Atrial Fibrillation
Heart Health

How Blood Thinners Can Help Afib Patients

If you’re one of the 2.7 million Americans who have atrial fibrillation, you have an increased risk of a stroke. You can greatly reduce the risk of a stroke by 50% to 60% by taking a blood thinner (anticoagulant).

A stroke occurs when blood flow to the brain is blocked by a clot, depriving brain cells of oxygen. In people with atrial fibrillation, blood flow is sluggish in the top chambers of the heart, and blood clots can form there. When a piece of a clot breaks off, it can travel to the brain and cause a stroke. That’s where blood thinners come in. Blood thinners, or anticoagulants, decrease the chances of blood clots forming in the heart, reducing the risk of stroke.

But as many as half of the people with atrial fibrillation who could benefit from a blood thinner don’t take them. There are two main reasons for this: Anticoagulants don’t affect how patients feel, and they can cause bleeding.

“Most drugs are used to improve how patients feel or function, but anticoagulants aren’t used this way. They are preventive drugs, used to prevent strokes in people who generally feel well,” says Ellis F. Unger, M.D., the Director of FDA’s Office of Drug Evaluation I in the Office of New Drugs.

“When treatment is successful, patients dramatically reduce their risk of experiencing a stroke, but the drugs don’t improve the symptoms of atrial fibrillation,” Unger adds. “So patients don’t feel any noticeable benefit while taking them. But they are well aware of the downside of the drugs — their inconvenience, bleeding side effects, and cost. But when patients avoid anticoagulants for these reasons, they put themselves at risk of irreversible brain damage and disability. The benefit of a decreased risk of stroke clearly outweighs the risks and inconveniences of these drugs.”

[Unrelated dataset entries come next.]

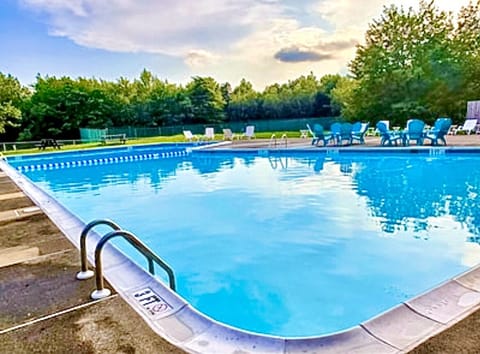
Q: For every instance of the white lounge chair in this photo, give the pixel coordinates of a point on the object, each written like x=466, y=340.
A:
x=228, y=135
x=249, y=132
x=209, y=134
x=468, y=127
x=189, y=136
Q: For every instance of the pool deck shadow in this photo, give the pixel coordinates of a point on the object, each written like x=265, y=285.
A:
x=43, y=308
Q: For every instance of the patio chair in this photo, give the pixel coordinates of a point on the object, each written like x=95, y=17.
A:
x=358, y=132
x=228, y=135
x=345, y=134
x=335, y=130
x=189, y=136
x=387, y=125
x=468, y=127
x=249, y=132
x=319, y=135
x=388, y=137
x=209, y=133
x=439, y=131
x=414, y=131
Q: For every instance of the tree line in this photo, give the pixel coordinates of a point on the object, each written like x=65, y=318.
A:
x=58, y=107
x=421, y=63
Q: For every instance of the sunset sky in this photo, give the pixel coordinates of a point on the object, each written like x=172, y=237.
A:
x=263, y=41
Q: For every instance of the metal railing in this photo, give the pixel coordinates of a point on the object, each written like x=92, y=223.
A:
x=273, y=141
x=152, y=258
x=84, y=272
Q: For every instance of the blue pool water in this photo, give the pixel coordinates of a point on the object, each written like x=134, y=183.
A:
x=291, y=245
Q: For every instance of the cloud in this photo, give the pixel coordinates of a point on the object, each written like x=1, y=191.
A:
x=264, y=41
x=296, y=55
x=171, y=27
x=200, y=58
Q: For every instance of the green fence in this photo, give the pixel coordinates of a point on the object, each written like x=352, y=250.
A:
x=260, y=126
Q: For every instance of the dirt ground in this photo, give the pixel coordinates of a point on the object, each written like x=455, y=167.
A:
x=53, y=310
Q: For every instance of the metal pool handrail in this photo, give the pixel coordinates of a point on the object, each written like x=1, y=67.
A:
x=84, y=272
x=101, y=292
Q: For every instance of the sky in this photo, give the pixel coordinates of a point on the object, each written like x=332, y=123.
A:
x=263, y=41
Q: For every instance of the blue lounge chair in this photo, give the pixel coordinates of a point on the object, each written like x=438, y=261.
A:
x=388, y=137
x=319, y=135
x=358, y=132
x=439, y=131
x=335, y=130
x=414, y=131
x=345, y=134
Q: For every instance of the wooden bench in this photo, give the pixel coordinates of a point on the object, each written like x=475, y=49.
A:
x=113, y=137
x=44, y=143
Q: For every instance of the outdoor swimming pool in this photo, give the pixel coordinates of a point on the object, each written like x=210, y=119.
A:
x=296, y=244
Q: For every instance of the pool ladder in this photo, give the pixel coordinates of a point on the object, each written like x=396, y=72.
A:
x=273, y=140
x=100, y=291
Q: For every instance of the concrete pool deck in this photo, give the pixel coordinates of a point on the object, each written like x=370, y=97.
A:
x=43, y=307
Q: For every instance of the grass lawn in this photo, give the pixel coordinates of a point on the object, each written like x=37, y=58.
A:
x=151, y=140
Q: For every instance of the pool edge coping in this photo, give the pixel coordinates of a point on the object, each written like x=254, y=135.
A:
x=430, y=313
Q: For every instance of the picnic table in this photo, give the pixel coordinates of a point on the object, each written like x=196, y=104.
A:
x=44, y=143
x=113, y=137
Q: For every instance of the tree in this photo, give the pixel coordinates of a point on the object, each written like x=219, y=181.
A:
x=243, y=103
x=412, y=65
x=12, y=96
x=207, y=100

New Blood Thinners Available

FDA has approved four blood thinners in recent years — dabigatran (Pradaxa), rivaroxaban (Xarelto), apixiban (Eliquis), and edoxaban (Savaysa). Along with warfarin, a drug approved 60 years ago, these drugs are used to prevent stroke in patients with atrial fibrillation.

There are some important differences among these drugs. Warfarin interacts with certain drugs and foods that make it less effective or more likely to cause bleeding, and so its effects must be monitored with periodic blood tests. The new drugs have fewer interactions and don’t require blood monitoring.

Although all anticoagulants reduce the risk of a stroke caused by clots from the heart, they increase the risk of a stroke caused by bleeding into the brain (a hemorrhagic stroke). The newer drugs cause fewer bleeding strokes than warfarin, and the overall rates of strokes (caused by blood clots or bleeding) are lower with some of the newer drugs.